Suara dering ponsel Zara membangunkannya. pertanda ada pesan masuk.
"Maaf ya aku tinggal satu hari tadi." Tulis Ryan
"iyaa nggak papa. Emang kamu darimana?" Tanya ku
Tidak begitu lama, Ryan menelpon
Drt..drt..drtt...
"Assalamualaikum sayang.." ucap Ryan
"Waalaikumsalam sayang, kamu dari mana sih?" tanya ku
"hehehe, tadi main aja sama Rey dan Reno." Jelas nya
"Main apa?" tanya Zara ketus
"Main game lah biasa gamers." Jawab Ryan di iringi tawanya
"iya gamers, tapi nggak satu hari juga kali yang." Ketus ku
"Iya maaf-maaf sayang." ujar Ryan menenangkan
"Kamu abis bangun tidur yaa?"
"Iya."
"selamat Hari Valentine sayang.." ucap Ryan
"Hah?"
aku sangat terkejut mendengar perkataan Ryan.

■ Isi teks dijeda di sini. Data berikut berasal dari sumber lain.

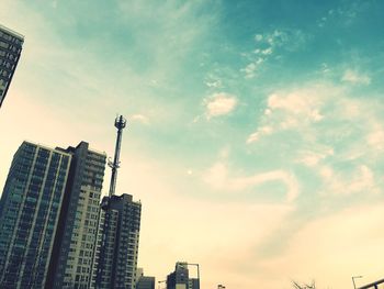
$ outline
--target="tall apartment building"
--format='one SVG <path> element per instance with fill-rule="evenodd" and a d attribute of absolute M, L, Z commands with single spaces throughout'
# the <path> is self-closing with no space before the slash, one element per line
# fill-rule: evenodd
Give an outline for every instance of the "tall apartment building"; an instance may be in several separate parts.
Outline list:
<path fill-rule="evenodd" d="M 0 107 L 16 69 L 24 36 L 0 25 Z"/>
<path fill-rule="evenodd" d="M 200 289 L 200 276 L 197 265 L 197 278 L 189 275 L 188 263 L 178 262 L 174 271 L 167 276 L 167 289 Z M 190 264 L 191 265 L 191 264 Z"/>
<path fill-rule="evenodd" d="M 43 288 L 71 155 L 24 142 L 0 201 L 0 288 Z"/>
<path fill-rule="evenodd" d="M 45 288 L 89 288 L 106 155 L 84 142 L 57 149 L 72 162 Z"/>
<path fill-rule="evenodd" d="M 131 194 L 104 197 L 91 288 L 134 289 L 142 203 Z"/>
<path fill-rule="evenodd" d="M 136 289 L 155 289 L 155 277 L 144 276 L 143 268 L 136 270 Z"/>

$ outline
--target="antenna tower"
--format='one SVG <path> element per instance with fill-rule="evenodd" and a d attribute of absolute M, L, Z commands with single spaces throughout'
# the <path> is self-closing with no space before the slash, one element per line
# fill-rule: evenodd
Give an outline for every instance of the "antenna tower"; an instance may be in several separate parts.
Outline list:
<path fill-rule="evenodd" d="M 112 176 L 111 176 L 111 185 L 110 185 L 110 198 L 115 194 L 116 189 L 116 179 L 117 179 L 117 168 L 120 168 L 120 148 L 122 146 L 122 138 L 123 138 L 123 130 L 126 125 L 126 120 L 123 115 L 118 115 L 115 119 L 115 127 L 117 129 L 117 138 L 116 138 L 116 145 L 115 145 L 115 156 L 113 158 L 113 162 L 111 158 L 108 162 L 108 165 L 112 168 Z"/>

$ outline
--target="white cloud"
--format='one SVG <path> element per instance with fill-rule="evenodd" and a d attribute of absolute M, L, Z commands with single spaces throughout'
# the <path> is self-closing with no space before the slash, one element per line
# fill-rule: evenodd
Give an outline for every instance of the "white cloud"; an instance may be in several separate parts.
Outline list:
<path fill-rule="evenodd" d="M 255 35 L 255 40 L 256 40 L 257 42 L 262 41 L 262 38 L 263 38 L 262 34 L 256 34 L 256 35 Z"/>
<path fill-rule="evenodd" d="M 286 187 L 286 201 L 294 201 L 300 193 L 296 178 L 284 170 L 270 170 L 253 176 L 231 177 L 228 167 L 223 162 L 215 163 L 203 175 L 203 180 L 215 190 L 242 191 L 271 181 L 278 181 Z"/>
<path fill-rule="evenodd" d="M 237 98 L 226 92 L 213 93 L 204 100 L 206 118 L 225 115 L 234 111 L 237 105 Z"/>
<path fill-rule="evenodd" d="M 371 78 L 366 74 L 360 74 L 357 70 L 347 69 L 341 78 L 342 81 L 351 82 L 353 85 L 370 85 Z"/>
<path fill-rule="evenodd" d="M 144 124 L 149 124 L 149 119 L 147 116 L 145 116 L 144 114 L 133 114 L 129 118 L 132 121 L 137 121 Z"/>

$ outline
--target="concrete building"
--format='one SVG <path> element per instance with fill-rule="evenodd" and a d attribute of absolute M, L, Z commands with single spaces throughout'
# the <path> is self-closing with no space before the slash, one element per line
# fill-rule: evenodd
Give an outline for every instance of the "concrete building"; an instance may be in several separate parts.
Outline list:
<path fill-rule="evenodd" d="M 106 155 L 86 142 L 57 149 L 72 162 L 45 288 L 89 288 Z"/>
<path fill-rule="evenodd" d="M 136 270 L 136 289 L 155 289 L 155 277 L 144 276 L 143 268 Z"/>
<path fill-rule="evenodd" d="M 0 108 L 16 69 L 24 36 L 0 25 Z"/>
<path fill-rule="evenodd" d="M 23 142 L 0 201 L 0 288 L 43 288 L 71 155 Z"/>
<path fill-rule="evenodd" d="M 167 276 L 167 289 L 200 289 L 200 279 L 190 277 L 188 265 L 187 262 L 176 264 L 174 271 Z"/>
<path fill-rule="evenodd" d="M 91 288 L 134 289 L 142 203 L 131 194 L 104 197 Z"/>

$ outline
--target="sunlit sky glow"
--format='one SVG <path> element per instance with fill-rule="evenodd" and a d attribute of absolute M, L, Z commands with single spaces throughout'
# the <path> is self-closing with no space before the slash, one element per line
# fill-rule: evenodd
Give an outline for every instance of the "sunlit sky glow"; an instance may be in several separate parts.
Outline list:
<path fill-rule="evenodd" d="M 145 274 L 199 263 L 204 289 L 383 278 L 383 11 L 1 0 L 25 43 L 0 111 L 0 186 L 23 140 L 112 156 L 122 113 L 117 191 L 143 202 Z"/>

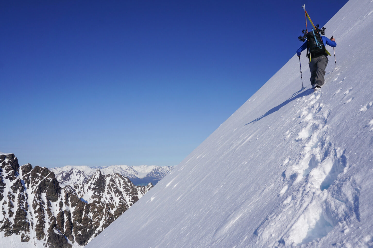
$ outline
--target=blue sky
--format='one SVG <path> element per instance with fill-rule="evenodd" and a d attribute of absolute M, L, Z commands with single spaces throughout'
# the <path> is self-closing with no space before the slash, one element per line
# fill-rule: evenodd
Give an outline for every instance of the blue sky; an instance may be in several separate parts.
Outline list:
<path fill-rule="evenodd" d="M 54 167 L 178 164 L 347 1 L 34 1 L 1 2 L 0 151 Z"/>

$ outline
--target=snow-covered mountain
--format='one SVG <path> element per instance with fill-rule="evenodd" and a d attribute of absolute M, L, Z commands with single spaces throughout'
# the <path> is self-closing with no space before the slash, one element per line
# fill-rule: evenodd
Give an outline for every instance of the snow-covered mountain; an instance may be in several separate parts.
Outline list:
<path fill-rule="evenodd" d="M 325 26 L 319 91 L 295 54 L 87 248 L 373 247 L 373 1 Z"/>
<path fill-rule="evenodd" d="M 97 169 L 62 188 L 47 168 L 20 167 L 14 154 L 2 154 L 0 247 L 83 247 L 152 187 Z"/>
<path fill-rule="evenodd" d="M 104 167 L 67 166 L 50 168 L 54 173 L 60 183 L 67 185 L 78 182 L 84 182 L 95 173 L 97 169 L 105 175 L 118 173 L 128 178 L 135 185 L 146 185 L 151 182 L 155 185 L 171 171 L 174 166 L 141 165 L 111 165 Z"/>

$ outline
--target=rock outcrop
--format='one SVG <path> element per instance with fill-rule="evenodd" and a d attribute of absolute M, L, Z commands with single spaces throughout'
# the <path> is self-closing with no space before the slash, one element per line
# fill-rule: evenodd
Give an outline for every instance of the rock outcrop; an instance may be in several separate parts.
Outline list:
<path fill-rule="evenodd" d="M 38 247 L 82 247 L 153 187 L 99 169 L 82 182 L 62 187 L 48 168 L 0 155 L 0 233 Z"/>

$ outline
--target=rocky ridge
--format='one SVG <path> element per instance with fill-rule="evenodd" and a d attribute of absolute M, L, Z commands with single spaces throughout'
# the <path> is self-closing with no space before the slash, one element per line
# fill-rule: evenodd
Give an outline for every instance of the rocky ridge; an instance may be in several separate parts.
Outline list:
<path fill-rule="evenodd" d="M 82 247 L 153 187 L 99 169 L 79 182 L 62 187 L 48 169 L 0 154 L 0 244 L 11 236 L 30 247 Z"/>
<path fill-rule="evenodd" d="M 90 167 L 87 166 L 67 166 L 50 168 L 62 185 L 85 183 L 99 169 L 105 175 L 116 173 L 125 176 L 135 185 L 144 185 L 149 182 L 155 185 L 167 175 L 174 166 L 129 166 L 127 165 L 111 165 L 108 166 Z"/>

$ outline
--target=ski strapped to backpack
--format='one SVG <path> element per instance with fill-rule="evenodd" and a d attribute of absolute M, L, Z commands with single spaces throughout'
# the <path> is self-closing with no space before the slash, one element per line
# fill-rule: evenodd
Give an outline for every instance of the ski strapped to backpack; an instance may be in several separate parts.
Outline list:
<path fill-rule="evenodd" d="M 323 28 L 321 29 L 319 28 L 319 25 L 316 26 L 313 24 L 312 21 L 311 19 L 311 18 L 308 15 L 307 11 L 305 10 L 305 4 L 302 6 L 302 8 L 304 10 L 304 13 L 305 15 L 305 24 L 306 30 L 303 29 L 302 32 L 304 35 L 303 37 L 299 36 L 298 39 L 300 41 L 304 42 L 307 40 L 307 56 L 309 57 L 310 60 L 309 63 L 311 63 L 311 54 L 314 56 L 316 55 L 317 55 L 322 53 L 326 53 L 329 56 L 331 56 L 330 53 L 328 51 L 325 47 L 324 43 L 323 42 L 320 34 L 322 35 L 325 34 L 325 28 Z M 312 25 L 313 28 L 312 29 L 312 31 L 308 32 L 308 29 L 307 27 L 307 18 L 310 20 L 310 22 Z M 316 33 L 315 33 L 316 31 Z M 311 44 L 310 44 L 311 43 Z"/>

"Apa nya yang hah sayang?"
"Orang sedingin es seperti Ryan bisa mengucapkan Hari Valentine?" batin Zara
Zara cengengesan mendengar ucapan Ryan
"Ya emang nggak boleh ngucapin nya?"
" Boleh kok yang, justru sangat boleh."
"Kok nggak ngucapin balik?"
"Oh iya lupa, selamat Hari Valentine juga sayang.. tambah sayang aku lagi yaa." Ucap Zara dengan manja
"Iya, itu adalah tugas ku saat ini."
Ryan dan Zara masih sibuk ngobrol lewat telpon nya.
~*~*~*
Malam pun tiba, Seusai Sholat Isya' Zara masuk ke dalam kamar nya. Tiba-tiba ponsel nya berbunyi.

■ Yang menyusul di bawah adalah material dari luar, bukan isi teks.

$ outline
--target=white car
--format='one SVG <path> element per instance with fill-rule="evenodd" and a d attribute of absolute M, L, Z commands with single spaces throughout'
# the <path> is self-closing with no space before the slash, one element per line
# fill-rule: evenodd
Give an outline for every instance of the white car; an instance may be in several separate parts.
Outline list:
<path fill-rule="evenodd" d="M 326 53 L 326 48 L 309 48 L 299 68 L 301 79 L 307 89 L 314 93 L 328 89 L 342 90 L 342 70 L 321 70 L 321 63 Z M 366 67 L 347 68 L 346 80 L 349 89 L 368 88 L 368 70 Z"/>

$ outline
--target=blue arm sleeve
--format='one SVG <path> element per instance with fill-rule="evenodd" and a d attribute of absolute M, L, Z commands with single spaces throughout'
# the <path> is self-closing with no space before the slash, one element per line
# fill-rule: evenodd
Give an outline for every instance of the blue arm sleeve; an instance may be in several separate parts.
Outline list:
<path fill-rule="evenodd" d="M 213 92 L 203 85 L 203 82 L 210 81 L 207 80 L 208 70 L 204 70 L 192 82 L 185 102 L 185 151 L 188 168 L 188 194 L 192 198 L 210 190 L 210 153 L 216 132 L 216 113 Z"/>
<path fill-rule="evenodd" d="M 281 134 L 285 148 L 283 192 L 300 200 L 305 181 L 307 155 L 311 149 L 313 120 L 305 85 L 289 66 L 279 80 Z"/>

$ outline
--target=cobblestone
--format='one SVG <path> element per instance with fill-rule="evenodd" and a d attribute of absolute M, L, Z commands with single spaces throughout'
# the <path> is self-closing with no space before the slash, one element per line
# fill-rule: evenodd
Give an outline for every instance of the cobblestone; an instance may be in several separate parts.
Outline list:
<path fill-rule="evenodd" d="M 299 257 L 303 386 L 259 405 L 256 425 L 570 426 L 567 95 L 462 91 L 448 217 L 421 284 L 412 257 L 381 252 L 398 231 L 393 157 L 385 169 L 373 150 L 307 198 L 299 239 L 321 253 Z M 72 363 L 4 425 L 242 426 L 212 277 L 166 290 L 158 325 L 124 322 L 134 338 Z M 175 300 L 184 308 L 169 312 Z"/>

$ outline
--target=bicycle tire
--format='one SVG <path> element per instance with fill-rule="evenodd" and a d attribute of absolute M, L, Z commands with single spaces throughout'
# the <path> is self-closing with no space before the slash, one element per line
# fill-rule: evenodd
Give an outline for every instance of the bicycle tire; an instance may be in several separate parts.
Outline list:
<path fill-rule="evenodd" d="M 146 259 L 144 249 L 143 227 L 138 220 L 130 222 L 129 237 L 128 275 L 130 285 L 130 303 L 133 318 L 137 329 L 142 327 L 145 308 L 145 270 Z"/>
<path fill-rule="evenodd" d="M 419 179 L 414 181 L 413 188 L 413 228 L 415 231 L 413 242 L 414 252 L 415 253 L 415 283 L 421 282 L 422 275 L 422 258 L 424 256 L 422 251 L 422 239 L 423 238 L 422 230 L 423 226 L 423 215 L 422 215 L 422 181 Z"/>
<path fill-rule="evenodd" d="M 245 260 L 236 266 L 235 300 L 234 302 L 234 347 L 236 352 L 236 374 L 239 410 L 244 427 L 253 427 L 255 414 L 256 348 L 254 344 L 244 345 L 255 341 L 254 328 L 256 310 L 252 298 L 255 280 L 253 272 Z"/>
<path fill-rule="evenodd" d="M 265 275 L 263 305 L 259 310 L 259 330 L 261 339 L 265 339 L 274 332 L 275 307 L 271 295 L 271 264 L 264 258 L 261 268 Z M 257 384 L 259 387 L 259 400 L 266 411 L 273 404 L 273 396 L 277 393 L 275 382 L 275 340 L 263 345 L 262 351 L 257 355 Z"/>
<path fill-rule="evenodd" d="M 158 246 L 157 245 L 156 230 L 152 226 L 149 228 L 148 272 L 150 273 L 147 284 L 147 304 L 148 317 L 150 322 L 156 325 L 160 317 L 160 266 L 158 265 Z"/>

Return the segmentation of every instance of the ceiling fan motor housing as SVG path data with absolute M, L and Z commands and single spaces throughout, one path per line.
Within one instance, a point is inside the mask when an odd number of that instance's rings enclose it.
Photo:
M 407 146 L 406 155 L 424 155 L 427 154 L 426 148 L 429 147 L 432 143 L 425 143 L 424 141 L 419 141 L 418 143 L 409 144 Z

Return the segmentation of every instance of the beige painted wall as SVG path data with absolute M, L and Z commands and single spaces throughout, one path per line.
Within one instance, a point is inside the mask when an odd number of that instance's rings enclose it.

"Sayang, kamu keluar sekarang. Aku sudah di depan rumah." Pinta Ryan
Zara berjalan menuju jendela nya dan melihat ternyata Ryan sudah duduk di bangku teras taman di bawah pohon.
"Iya aku turun sekarang." Ujar Zara
Zara berjalan keluar rumah dan menghampiri Ryan
"Sayang kamu ngapain malam-malam kesini lagi?"
"Emang nggak boleh?" tanya Ryan
"Boleh kok, jadi ke sini mau ngapain yang?" Tanya Zara
"Nih..." Ryan menyodorkan Boneka kecil berwarna Pink dengan tulisan 'I Love You' pada Zara
Zara terkejut dan sangat Bahagia melihat boneka cantik di depan nya, dan itu pemberian dari Ryan.
"Untuk aku?" tanya Zara dengan mengambil Boneka dari tangan Ryan
"Iya."
"Wow... bagus sekali sayang aku sangat suka."
"Bagus deh kalau suka."
Zara memeluk boneka pemberian dari Ryan. Malam itu pun adalah malam yang sangat membahagiakan bagi Zara, dan malam bersejarah bagi mereka berdua.